Le deuxième axe est le renforcement du protocole, qui devient le cœur méthodologique de l’investigation, avec des attentes accrues sur les objectifs, hypothèses, critères d’évaluation, estimand, justification statistique et gouvernance.
Le troisième axe est la cohérence documentaire, avec une attente plus forte d’alignement entre le protocole, la brochure investigateur, la notice d’utilisation, le consentement et les documents de sécurité.
Le quatrième axe est la proportionnalité dans la gestion de la sécurité et des interruptions d’étude, avec des mécanismes plus gradués pour suspendre, corriger, reprendre ou terminer une investigation.
Le cinquième axe est la formalisation de la gouvernance et de la traçabilité, qu’il s’agisse du DMC, du CEC, du monitoring, de la disponibilité documentaire ou du contrôle du dispositif investigué.
Principaux changements à retenir
- Section 4 : pas de changement de fond majeur sur les principes GCP, mais harmonisation rédactionnelle.
- Section 5 : durcissement des attentes sur l’éligibilité, le consentement, les données de santé, le retrait du sujet et l’intelligibilité de l’information.

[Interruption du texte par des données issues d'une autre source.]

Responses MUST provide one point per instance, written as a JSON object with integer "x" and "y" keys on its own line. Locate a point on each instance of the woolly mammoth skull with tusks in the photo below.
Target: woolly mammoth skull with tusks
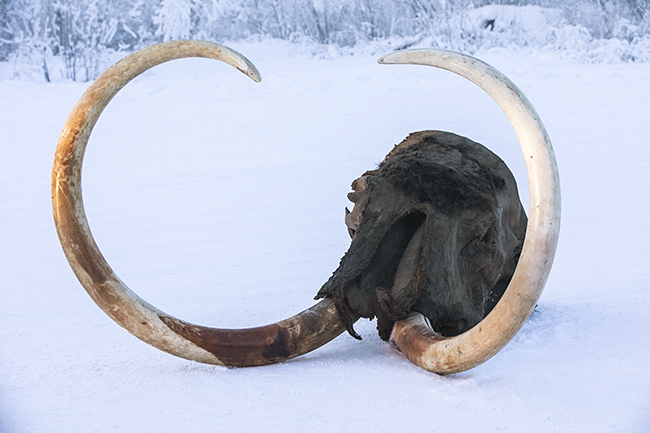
{"x": 437, "y": 230}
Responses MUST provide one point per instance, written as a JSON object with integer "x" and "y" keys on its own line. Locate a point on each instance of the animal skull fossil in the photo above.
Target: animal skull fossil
{"x": 437, "y": 228}
{"x": 407, "y": 288}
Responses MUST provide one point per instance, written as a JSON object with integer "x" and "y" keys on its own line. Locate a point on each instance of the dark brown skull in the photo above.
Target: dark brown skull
{"x": 437, "y": 229}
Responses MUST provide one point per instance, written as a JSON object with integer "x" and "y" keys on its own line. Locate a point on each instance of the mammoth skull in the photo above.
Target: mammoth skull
{"x": 437, "y": 230}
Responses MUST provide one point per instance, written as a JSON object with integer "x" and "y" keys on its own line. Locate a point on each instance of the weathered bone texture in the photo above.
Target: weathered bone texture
{"x": 408, "y": 235}
{"x": 412, "y": 336}
{"x": 232, "y": 347}
{"x": 437, "y": 229}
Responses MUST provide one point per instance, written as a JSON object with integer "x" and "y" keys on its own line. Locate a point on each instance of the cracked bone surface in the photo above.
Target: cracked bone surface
{"x": 436, "y": 229}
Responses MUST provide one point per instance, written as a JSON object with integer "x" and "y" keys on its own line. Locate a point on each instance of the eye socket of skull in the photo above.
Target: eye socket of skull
{"x": 453, "y": 261}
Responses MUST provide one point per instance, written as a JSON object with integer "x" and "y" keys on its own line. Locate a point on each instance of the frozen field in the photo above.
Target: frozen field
{"x": 220, "y": 201}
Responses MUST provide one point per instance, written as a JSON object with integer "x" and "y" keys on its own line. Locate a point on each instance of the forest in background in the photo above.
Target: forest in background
{"x": 76, "y": 39}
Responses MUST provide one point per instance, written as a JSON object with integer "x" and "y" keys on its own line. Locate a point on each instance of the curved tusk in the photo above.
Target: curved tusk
{"x": 454, "y": 354}
{"x": 232, "y": 347}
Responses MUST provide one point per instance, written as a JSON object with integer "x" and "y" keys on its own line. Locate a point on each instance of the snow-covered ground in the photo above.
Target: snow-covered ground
{"x": 221, "y": 202}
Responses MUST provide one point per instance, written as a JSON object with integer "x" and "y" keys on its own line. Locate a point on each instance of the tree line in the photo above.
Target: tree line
{"x": 79, "y": 33}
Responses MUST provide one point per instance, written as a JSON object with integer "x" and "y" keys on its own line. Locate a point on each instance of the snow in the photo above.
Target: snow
{"x": 220, "y": 201}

- Section 6 : refonte majeure de la gestion des risques, centralité de la pratique clinique courante, renforcement du CIP, alignement entre IB, IFU, CIP et ICF, gouvernance DMC et création structurée du CEC.
- Section 7 : possibilité encadrée d’alléger le recueil ou le reporting des AE, nouvelle logique graduée de gestion du risque, ajout de la section 7.4.5 sur les procédures hors pratique courante.
- Section 8 : restructuration de 8.2, suspension proportionnée, arrêt prématuré élargi à des motifs non sécuritaires, reprise partielle et re-consentement lorsque nécessaire.
- Section 9 : responsabilités du sponsor renforcées sur le CEC, l’indépendance des comités, l’implant card template et l’évaluation de sécurité.
- Section 10 : recentrage du reporting du PI sur les SADE, avec précision du caractère applicable selon le contexte réglementaire.
- Annexe A : protocole beaucoup plus exigeant sur les risques, les endpoints, les PROs, la statistique, les données manquantes et le monitoring outline.
- Annexe B : intégration explicite des essais in silico et structuration renforcée de l’IB.
- Annexe D : rapport final plus analytique, avec évaluation de l’impact des déviations au protocole sur les résultats.